# lights for new grow room



## Bongofury (Jul 1, 2015)

I have a closet I am changing into a grow room. The space is 3.5' X 7.25' X 8' high. Just over 25 S.F. If I use 1 1,000 watt HPS light I will have just over 5,500 lumans per S.F. If I use 2 600 watt HPS I will have just over 6,800 lumans per square foot.

Easier to hook up 1 light than 2. Would 2 give me a bigger foot print or over kill.  

The room will house 6 plants I figure. Any thoughts?


----------



## Growdude (Jul 1, 2015)

using 2 narrow fixtures would give the best coverage with that size room.


----------



## Locked (Jul 1, 2015)

I would take Two 600's over One 1000 all day everyday.
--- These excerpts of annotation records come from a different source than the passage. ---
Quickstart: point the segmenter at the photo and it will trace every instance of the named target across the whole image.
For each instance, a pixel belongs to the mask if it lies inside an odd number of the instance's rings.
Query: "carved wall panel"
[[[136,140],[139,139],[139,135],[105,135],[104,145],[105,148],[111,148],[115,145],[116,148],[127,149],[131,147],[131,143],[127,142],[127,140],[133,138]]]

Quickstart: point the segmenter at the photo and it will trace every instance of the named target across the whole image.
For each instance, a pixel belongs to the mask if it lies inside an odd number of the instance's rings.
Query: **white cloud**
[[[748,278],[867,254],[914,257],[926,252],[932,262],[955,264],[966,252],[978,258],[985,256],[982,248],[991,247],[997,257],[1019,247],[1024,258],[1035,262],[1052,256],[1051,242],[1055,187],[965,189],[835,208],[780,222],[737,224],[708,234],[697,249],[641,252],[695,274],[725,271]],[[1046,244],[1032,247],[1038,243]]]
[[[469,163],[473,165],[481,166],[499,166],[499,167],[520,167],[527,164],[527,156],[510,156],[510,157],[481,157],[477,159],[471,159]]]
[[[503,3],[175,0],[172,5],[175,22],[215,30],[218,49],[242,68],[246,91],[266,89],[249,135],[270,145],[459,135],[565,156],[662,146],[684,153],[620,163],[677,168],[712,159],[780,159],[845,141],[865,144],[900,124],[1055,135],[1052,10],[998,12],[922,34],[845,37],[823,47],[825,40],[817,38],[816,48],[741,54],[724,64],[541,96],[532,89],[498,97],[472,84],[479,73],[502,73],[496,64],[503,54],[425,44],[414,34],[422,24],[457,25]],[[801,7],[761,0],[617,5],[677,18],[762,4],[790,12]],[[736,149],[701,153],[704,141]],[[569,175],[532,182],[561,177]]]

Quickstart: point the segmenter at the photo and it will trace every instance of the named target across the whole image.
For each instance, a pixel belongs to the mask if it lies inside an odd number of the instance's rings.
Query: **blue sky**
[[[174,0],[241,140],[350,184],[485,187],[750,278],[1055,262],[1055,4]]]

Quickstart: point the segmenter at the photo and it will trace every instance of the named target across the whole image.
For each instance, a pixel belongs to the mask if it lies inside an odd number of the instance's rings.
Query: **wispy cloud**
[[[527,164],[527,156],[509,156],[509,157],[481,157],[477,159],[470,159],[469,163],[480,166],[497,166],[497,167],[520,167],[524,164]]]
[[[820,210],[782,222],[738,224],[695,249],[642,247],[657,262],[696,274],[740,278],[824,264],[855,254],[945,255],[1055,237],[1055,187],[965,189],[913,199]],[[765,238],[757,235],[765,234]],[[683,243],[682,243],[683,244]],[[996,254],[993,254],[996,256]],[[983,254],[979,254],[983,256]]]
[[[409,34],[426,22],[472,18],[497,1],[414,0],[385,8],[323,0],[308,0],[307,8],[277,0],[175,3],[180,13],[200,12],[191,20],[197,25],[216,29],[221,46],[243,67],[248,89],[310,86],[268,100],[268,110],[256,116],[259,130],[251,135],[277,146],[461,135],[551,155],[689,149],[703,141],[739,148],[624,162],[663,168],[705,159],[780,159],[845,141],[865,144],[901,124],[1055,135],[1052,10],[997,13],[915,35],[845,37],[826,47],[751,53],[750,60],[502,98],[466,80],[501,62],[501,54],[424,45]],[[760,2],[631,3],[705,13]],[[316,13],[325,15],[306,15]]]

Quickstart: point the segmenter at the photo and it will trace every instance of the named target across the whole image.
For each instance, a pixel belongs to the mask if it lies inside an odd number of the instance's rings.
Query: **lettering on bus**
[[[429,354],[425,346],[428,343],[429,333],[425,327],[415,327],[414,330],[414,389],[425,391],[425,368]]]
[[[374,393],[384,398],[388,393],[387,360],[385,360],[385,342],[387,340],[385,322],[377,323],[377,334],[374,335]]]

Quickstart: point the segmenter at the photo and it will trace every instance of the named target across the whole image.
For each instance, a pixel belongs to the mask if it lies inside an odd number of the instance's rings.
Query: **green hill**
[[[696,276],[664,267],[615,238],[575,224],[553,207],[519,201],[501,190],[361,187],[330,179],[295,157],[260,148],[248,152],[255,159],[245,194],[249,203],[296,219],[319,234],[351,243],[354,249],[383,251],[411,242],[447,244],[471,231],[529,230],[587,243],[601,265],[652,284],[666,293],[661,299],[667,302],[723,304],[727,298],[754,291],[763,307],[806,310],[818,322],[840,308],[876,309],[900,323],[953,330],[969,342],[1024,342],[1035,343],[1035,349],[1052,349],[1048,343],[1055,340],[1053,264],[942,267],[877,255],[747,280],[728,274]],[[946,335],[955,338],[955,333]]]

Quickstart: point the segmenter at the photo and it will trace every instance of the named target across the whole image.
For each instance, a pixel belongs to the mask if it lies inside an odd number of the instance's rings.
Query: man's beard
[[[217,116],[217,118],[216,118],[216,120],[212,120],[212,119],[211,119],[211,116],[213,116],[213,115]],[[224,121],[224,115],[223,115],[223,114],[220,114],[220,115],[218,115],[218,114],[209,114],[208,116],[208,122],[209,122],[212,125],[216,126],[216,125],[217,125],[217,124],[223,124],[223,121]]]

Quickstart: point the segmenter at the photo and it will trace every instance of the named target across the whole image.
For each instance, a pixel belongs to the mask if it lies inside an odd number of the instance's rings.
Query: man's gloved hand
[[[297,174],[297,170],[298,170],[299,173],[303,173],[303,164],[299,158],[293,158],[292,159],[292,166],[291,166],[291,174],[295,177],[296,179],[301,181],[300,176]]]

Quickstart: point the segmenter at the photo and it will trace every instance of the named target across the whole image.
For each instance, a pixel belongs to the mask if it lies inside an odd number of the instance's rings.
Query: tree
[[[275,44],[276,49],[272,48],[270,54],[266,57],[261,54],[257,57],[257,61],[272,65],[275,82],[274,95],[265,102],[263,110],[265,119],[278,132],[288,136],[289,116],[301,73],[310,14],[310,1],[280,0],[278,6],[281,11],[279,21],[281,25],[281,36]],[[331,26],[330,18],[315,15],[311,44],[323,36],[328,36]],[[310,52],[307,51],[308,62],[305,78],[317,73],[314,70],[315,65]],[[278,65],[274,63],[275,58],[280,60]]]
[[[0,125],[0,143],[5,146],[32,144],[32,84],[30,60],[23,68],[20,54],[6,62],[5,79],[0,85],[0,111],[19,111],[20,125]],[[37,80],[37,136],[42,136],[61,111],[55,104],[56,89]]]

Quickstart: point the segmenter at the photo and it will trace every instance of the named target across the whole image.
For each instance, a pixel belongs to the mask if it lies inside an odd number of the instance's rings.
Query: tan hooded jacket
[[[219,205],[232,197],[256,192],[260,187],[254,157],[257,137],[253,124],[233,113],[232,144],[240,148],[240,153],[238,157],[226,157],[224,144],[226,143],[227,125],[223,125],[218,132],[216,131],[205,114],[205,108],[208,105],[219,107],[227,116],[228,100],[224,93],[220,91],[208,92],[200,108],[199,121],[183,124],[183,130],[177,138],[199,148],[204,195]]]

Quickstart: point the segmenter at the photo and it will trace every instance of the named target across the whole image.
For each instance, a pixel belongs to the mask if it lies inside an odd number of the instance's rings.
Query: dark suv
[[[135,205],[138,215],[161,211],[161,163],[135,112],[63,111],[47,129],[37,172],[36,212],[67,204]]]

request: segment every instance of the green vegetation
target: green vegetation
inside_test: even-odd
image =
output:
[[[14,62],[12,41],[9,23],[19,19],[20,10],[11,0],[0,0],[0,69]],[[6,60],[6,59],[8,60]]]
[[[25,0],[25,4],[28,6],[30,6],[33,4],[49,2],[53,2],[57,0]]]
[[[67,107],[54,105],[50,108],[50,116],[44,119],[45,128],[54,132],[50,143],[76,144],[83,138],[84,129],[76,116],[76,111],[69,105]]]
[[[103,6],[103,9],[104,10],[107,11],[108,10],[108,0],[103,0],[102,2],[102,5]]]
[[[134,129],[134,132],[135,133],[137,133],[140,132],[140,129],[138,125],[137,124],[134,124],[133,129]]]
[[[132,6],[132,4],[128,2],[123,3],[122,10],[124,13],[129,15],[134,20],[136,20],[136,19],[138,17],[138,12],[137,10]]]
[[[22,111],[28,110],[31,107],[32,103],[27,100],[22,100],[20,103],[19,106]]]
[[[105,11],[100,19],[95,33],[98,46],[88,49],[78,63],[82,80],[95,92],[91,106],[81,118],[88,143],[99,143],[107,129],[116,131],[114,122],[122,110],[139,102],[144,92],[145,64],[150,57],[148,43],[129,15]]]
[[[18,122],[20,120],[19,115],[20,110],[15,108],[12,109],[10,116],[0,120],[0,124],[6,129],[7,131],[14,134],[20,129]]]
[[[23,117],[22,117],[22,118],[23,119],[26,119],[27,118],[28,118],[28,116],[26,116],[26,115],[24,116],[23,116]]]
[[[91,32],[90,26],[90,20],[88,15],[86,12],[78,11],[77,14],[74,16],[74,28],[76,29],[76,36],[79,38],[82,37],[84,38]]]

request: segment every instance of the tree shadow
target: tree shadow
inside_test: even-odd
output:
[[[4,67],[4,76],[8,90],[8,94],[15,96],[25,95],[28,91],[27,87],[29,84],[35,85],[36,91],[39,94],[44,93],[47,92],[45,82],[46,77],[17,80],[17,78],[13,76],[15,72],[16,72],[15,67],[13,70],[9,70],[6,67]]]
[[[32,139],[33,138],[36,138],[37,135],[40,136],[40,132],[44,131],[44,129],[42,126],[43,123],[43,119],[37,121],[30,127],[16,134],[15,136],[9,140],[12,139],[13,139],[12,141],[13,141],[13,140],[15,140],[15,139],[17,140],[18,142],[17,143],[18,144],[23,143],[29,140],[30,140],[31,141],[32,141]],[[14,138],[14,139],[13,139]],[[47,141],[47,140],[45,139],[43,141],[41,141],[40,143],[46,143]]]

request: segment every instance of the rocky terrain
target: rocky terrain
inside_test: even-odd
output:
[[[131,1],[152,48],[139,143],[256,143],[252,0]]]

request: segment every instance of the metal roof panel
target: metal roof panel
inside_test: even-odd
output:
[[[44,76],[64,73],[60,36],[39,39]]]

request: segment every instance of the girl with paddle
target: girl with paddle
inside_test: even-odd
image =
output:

Way easier to get the best Foot Print to cover the whole area and you get a better bang for the buck watts to lumens with a 600.  jmo


----------



## Bongofury (Jul 2, 2015)

Is this what you mean by narrow?   
[ame]http://www.amazon.com/Apollo-Horticulture-GLK600CT24E-Digital-Dimmable/dp/B00521B894/ref=sr_1_4?ie=UTF8&qid=1435813347&sr=8-4&keywords=apollo+600+watt+grow+light+kit[/ame]

I like this one better.
[ame]http://www.amazon.com/Apollo-Horticulture-GLK600LS24-Digital-Dimmable/dp/B005ECZQTY/ref=sr_1_2?ie=UTF8&qid=1435813624&sr=8-2&keywords=apollo+600+watt+grow+light+kit[/ame]


----------



## Bongofury (Jul 2, 2015)

run the 2 lights into this y with only 1 fan? or just get 2 filters and fans?


https://www.1000bulbs.com/product/9...BaseShopping&gclid=CJemrOvfu8YCFQUGaQodRYgOig


----------



## The Hemp Goddess (Jul 2, 2015)

I have a 1000W in a room that is 6.5' long and that is even a bit long.

I like the second hood.  I think that using the larger hood will give you a better footprint.  Cool tubes are great for small spaces, but you have plenty of space.

Use 1 fan, but connect the lights in parallel, not in series.  A 6" 450 cfm should do.


----------



## jonnylorenzo (Jul 2, 2015)

Bongofury said:


> Is this what you mean by narrow?
> http://www.amazon.com/dp/B00521B894/?tag=skimlinks_replacement-20
> 
> I like this one better.
> http://www.amazon.com/dp/B005ECZQTY/?tag=skimlinks_replacement-20





I just ordered the second light that you gave as an option ! Sposed to be here by July 6-9 I can not wait!!!


----------



## Bongofury (Jul 2, 2015)

Thank you for the help everyone. I'm ordering the bigger hoods today.


----------